Prof. Dr. Türkan Erbengi, vaktile ilaçların bedava verildiğini, parası olmayanlara para yardımı yapıldığını, hatta yemek yedirildiğini anlatır, o günkü koşullardan bugünkü koşullara gelinmesini bir türlü hazmedemezdi.

Ben de, “işte fena mı şimdi de SSK’lılara bakıyorlar. Bizler tabii ki 'gureba' değiliz ama az gelirli vatandaşlarız” derdim.

Fakat Türkan Hoca bir türlü ikna olmaz, sanki suçlu benmişim gibi, hıncını benden alırdı.

***
10 Aralık 2001 günü yattım hastaneye. Sağ kalçama protez ameliyatı yapılacaktı.

Bu ameliyatı olabilmem için öncelikle İç Hastalıkları Uzmanı'ndan onay almam gerekiyordu.

Doktor Mustafa Boz, kalbimin durumunu beğenmedi. Beni Kardiyoloji Uzmanı Dr. Tülin Kurt'a havale etti. Dr. Kurt’un yorumu olumluydu ama bir de Anestezi Uzmanı'na görünmem gerekiyordu. Her ikisinin kararına acaba Mustafa Boz son kez ne diyecekti.

Bu araştırma on gün sürdü.

Her SSK hastanesi bu kadar titiz mi çalışıyor bilmiyorum, ama Vakıf Gureba Eğitim Hastanesi’nin 2 No.lu Ortopedi Kliniği’nde böyle çalışılıyordu.
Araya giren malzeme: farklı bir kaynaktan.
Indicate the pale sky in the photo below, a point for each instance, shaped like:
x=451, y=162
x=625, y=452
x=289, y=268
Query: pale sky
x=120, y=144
Ameliyat olduğum günün gecesinde yoğun bakımda kalmam gerekebilirdi.
Kalbim nedeniyle.

***
Dışarıda kar, buz ve tipi vardı.

Mehmet (Akkent) Ataşehir'den,
Hatice Mualla (Görkey) Üsküdar'dan geleceklerdi.
Aklım onlardaydı.

Haluk (Erbel) Amerika'daydı.
Onun da aklı bendeydi.

***
Çok başarılı bir ameliyat oldu. Yoğun bakıma gerek kalmadı. Doğru yatağıma geldim.

Hiç ızdırabım yoktu. Ameliyat yerim hiç ağrımıyordu. Hatta Dr. Kahraman Öztürk'e, "yoksa ben ameliyat olmadım mı" diye sordum.
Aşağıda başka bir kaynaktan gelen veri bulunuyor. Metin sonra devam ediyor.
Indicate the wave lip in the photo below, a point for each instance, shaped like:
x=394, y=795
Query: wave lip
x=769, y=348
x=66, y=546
Her sabah Klinik Şefi Dr. Ayhan bey, ekibi ile geliyor durumumla ilgili bilgiler alıyordu. Dr. Özgür Ortak, sabah - akşam uğruyor neler yapılması lazım geldiğini dosyama yazıyordu. Hemşireler ona göre ilaçlarımı veriyorlar, iğnelerimi yapıyorlardı. Röntgen cihazı benim bulunduğum kata çıkıyor, yattığım yerde flimlerim çekiliyordu. Pansuman günlerim hiç aksamıyordu.

Bunlar yalnız bana yapılmıyordu.
Herkese yapılıyordu.
Düzen böyle kurulmuştu.
Aksamadan yürüyordu.

Uzman doktor ve asistanların istisnasız hepsi pırıl pırıl insanlardı.
Geleceğin Türkiyesi için bana umut veriyorlardı.
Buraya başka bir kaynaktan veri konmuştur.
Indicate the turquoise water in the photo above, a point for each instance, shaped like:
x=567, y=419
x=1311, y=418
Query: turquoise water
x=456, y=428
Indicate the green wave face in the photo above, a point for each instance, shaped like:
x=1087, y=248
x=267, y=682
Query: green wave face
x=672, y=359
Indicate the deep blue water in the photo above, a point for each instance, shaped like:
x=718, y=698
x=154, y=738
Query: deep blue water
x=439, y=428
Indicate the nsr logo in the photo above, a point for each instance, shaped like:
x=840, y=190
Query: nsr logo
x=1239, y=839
Bir hastaya acilen lazım olduğu için yatağımın altından alınan ve zamansızlıktan yardımcı personel tarafından tekrar yerine konamayan suntayı, Dr. Kamil Çetiner, hiç yüksünmeden, kendi elleriyle yerine koymuştu.

Başhemşire, hemşireler ve yardımcı personel görevlerini hiç aksatmadan yapıyorlardı.

Cumhuriyet Gazetemi her sabah yattığım odanın temizliğini yapan Hasan getiriyordu.

Hem de o karlı, buzlu, soğuk günlerde.
 Ve gazete bayilerinin kapalı olduğu saatlerde.

Ameliyat öncesi ve ameliyat sonrası toplam 28 gün yattım.

 Ramazan'ın bir kısmını,
Şeker Bayramı'nın tamamını,
Yeni Yılı yatağımda geçirdim.
Hiç sıkılmadım.

Küçücük bir radyom, iki tane de kitabım vardı.

***
Yattığım oda çift kişilik bir odaydı. Çok şanslıydım. Yanımdaki yatağa hep güzel insanlar geldi. İlk yattığım gün Karadenizli bir hanım vardı. Ne yazık ki bir gün bir gece beraber olabildik. Ertesi sabah bana hazırladığı kahvaltı sofrasını hala hatırlarım.

Sonra çok cici genç bir kız geldi. Sadece üç gün kaldı ama dostluğumuz uzun sürdü.

En uzun beraber olduğum hasta, pencerenin camını silerken beşinci kattan düşen, ikinci katın tentesine takıldığı için yere çakılmaktan kurtulan ama kırılmadık da yeri kalmayan iki çocuk annesi genç bir hanımdı. Şengül.

Kendisi Malatyalı, kocası Sıvaslıydı.

Şengül'ün üç ablası vardı. Çok sevecen insanlardı. Özellikle Malatya'dan gelen ablası, benim refakatçimin gelmediği bir günün gecesinde sabaha kadar bana bakmış, her türlü ihtiyacımı karşılamıştı.

***
Haluk, Mehmet ve Hatice Mualla beni hiç yalnız bırakmadılar.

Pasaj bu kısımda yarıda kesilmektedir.